Assim como existem diversas formas de expressar a arte, no canto não é diferente. Além do canto lírico, tem-se o canto popular. A professora universitária Maria Juliana Linhares explica que o canto lírico foi projetado para ser ouvido sem necessitar do microfone, ou seja, são utilizadas "técnicas expandidas, técnicas de aumento da cavidade oral por meio de movimentos internos dentro da boca, que o canto popular usa pouco".

"No canto popular tem-se uma diversidade de sonoridades bem maior porque ele vai acompanhar a diversidade de sonoridades que tem a fala e a diversidade de sonoridades no contexto de diversas culturas humanas", diz a professora. Outra diferença marcante entre os estilos é de no canto popular ser feito o uso de microfone.

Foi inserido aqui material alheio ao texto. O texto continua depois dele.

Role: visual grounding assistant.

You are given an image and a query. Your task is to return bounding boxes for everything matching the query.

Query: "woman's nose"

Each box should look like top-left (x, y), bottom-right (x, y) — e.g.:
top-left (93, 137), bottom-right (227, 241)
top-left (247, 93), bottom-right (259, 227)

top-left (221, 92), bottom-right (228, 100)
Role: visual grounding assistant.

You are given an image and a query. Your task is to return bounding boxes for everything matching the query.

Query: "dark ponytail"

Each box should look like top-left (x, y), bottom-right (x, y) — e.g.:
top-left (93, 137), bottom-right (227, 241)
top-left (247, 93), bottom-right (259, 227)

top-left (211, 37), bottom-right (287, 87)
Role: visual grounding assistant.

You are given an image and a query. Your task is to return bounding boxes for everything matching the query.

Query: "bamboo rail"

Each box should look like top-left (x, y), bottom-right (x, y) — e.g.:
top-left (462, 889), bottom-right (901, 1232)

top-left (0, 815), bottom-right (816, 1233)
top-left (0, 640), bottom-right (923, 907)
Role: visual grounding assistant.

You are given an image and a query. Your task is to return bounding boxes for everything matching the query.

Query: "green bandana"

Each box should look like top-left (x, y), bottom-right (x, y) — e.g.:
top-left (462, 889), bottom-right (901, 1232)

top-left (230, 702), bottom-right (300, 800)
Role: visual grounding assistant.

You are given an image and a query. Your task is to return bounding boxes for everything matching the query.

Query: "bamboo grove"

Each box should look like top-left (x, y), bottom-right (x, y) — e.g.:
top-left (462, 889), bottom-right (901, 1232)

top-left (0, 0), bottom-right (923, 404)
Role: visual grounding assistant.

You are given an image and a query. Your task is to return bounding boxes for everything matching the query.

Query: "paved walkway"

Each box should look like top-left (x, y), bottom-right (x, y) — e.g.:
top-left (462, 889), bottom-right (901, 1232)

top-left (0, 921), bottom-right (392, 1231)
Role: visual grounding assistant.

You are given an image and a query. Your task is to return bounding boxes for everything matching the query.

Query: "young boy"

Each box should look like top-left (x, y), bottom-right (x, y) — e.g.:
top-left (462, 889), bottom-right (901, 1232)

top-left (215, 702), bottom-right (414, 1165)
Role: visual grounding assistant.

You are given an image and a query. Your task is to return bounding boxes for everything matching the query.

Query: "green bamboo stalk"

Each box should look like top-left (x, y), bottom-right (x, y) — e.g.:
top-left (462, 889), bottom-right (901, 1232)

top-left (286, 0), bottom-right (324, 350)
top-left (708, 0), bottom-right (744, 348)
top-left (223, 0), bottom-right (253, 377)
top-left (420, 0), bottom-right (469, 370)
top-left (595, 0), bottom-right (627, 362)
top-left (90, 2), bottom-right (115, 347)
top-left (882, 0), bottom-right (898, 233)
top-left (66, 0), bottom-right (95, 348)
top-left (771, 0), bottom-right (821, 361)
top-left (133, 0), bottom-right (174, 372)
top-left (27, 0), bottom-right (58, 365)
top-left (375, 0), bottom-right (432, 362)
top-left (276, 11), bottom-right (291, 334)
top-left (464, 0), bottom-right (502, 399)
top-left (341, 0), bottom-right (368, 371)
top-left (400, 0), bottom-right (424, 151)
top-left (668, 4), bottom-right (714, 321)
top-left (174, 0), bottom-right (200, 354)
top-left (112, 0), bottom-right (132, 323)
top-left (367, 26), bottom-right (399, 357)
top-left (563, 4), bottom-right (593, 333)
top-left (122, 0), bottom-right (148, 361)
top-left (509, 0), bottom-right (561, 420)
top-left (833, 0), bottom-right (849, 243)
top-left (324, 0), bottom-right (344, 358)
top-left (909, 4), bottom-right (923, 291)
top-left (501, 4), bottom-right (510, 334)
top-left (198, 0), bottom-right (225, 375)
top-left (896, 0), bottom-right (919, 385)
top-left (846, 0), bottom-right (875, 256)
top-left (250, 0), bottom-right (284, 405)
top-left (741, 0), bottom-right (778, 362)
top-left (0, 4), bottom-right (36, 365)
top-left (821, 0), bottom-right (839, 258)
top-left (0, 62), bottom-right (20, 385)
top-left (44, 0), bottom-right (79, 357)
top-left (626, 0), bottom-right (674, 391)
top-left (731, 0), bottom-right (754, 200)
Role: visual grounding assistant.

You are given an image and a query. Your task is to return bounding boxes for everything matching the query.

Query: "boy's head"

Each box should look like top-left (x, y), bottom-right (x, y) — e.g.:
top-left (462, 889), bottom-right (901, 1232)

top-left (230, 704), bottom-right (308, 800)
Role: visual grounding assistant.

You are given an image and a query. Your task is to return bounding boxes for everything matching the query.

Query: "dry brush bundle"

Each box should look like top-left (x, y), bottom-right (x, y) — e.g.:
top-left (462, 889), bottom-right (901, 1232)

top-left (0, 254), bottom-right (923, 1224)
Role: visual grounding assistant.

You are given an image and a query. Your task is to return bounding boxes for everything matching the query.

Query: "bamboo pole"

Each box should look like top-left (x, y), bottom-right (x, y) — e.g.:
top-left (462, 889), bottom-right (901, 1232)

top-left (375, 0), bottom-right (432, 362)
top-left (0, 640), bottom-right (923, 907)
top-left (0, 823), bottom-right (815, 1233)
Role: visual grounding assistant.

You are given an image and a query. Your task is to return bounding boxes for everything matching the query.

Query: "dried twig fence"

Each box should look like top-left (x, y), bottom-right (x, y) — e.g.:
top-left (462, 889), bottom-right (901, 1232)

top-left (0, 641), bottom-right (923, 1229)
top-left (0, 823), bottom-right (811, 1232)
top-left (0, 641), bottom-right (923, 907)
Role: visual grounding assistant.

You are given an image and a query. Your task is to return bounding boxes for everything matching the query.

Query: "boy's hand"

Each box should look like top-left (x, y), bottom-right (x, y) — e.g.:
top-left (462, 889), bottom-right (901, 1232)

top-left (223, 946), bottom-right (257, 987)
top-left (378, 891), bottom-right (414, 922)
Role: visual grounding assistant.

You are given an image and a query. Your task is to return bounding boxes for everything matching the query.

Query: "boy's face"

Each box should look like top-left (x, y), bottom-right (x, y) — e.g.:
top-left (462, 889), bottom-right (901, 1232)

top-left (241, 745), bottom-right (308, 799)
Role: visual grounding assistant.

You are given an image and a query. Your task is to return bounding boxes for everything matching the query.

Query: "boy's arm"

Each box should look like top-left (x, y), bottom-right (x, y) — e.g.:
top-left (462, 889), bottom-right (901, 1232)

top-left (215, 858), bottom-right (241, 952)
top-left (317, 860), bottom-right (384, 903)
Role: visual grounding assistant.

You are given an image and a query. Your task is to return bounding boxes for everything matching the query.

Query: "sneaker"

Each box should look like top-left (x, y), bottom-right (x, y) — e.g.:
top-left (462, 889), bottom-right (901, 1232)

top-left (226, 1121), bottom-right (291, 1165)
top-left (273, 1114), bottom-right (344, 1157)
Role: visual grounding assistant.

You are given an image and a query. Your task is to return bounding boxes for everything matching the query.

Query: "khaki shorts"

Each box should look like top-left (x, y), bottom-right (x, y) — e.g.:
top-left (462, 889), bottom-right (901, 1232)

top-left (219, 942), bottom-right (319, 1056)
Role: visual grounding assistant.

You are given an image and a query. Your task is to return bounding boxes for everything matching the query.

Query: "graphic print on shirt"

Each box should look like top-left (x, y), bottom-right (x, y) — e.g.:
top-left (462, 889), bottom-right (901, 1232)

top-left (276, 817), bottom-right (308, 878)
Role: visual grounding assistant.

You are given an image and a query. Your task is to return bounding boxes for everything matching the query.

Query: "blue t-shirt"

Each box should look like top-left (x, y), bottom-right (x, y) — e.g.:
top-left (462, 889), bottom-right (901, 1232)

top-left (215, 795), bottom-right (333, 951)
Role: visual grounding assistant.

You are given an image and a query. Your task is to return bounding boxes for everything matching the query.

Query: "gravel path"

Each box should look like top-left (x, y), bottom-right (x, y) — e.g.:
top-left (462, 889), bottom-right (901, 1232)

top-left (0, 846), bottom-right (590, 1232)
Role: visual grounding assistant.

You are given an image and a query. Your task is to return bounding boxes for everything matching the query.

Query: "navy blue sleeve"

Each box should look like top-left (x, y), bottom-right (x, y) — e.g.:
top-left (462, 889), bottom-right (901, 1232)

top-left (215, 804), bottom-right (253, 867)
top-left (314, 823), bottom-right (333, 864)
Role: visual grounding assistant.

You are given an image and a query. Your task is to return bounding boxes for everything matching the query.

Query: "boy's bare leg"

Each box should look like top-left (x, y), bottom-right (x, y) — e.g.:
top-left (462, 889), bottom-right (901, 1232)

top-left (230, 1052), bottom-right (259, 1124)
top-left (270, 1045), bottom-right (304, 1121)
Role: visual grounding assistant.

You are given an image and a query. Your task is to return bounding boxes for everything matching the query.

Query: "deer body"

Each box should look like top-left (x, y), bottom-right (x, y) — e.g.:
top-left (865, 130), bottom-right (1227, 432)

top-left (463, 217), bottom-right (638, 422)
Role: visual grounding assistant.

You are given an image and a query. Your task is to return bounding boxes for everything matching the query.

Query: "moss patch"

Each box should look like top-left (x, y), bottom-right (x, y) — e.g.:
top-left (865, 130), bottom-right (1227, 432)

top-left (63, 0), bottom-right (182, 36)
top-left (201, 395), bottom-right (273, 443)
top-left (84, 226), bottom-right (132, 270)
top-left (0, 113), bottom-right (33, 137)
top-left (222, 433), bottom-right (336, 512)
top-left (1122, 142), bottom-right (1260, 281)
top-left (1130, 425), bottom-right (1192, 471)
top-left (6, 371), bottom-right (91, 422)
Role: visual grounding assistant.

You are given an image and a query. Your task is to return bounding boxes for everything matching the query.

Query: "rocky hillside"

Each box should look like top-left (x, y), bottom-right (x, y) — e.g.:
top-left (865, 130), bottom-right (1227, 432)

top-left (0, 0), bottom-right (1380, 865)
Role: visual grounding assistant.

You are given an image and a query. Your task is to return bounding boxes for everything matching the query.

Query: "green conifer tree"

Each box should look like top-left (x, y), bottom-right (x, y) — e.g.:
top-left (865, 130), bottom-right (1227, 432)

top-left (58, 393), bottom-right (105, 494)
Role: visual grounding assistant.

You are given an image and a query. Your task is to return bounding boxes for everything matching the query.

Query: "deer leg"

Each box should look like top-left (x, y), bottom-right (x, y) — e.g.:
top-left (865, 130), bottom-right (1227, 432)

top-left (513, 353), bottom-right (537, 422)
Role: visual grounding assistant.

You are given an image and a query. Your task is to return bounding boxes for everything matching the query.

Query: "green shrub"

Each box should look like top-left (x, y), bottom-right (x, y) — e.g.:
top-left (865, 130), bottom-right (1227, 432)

A professora ainda comenta que no formato lírico é possível fazer uso de microfonação "para uma gravação ou para uma amplificação num local com mais de duas mil pessoas". Mas o canto popular, até para ambientes pequenos, usa o microfone.

"No canto popular, você abre a boca e canta", é como define a artista cearense de canto popular Aparecida Silvino. Desenvolvedora do Espaço Cultural Canto da Apá, ela ainda explica que a vertente vai ser a expressão da cultura, então vai variar da localização e contexto. "Principalmente em termos de Brasil, como ele é miscigenado, tem muita alegria e dança. Então, quando você menos imagina, você já está cantando e vibrando esse som", relata Aparecida, que também é compositora.

Mas também existe o canto popular na vertente do mercado - Indústria Musical - que surgiu em 1960, com a Música Popular Brasileira (MPB). "Chegou no Brasil com Caetano, Gilberto Gil, Belchior, Chico Buarque e vários outros intérpretes". Aparecida explica que o canto popular é algo mais brasileiro, e floresceu em um período no qual a cultura estava deixando de ser majoritariamente importada.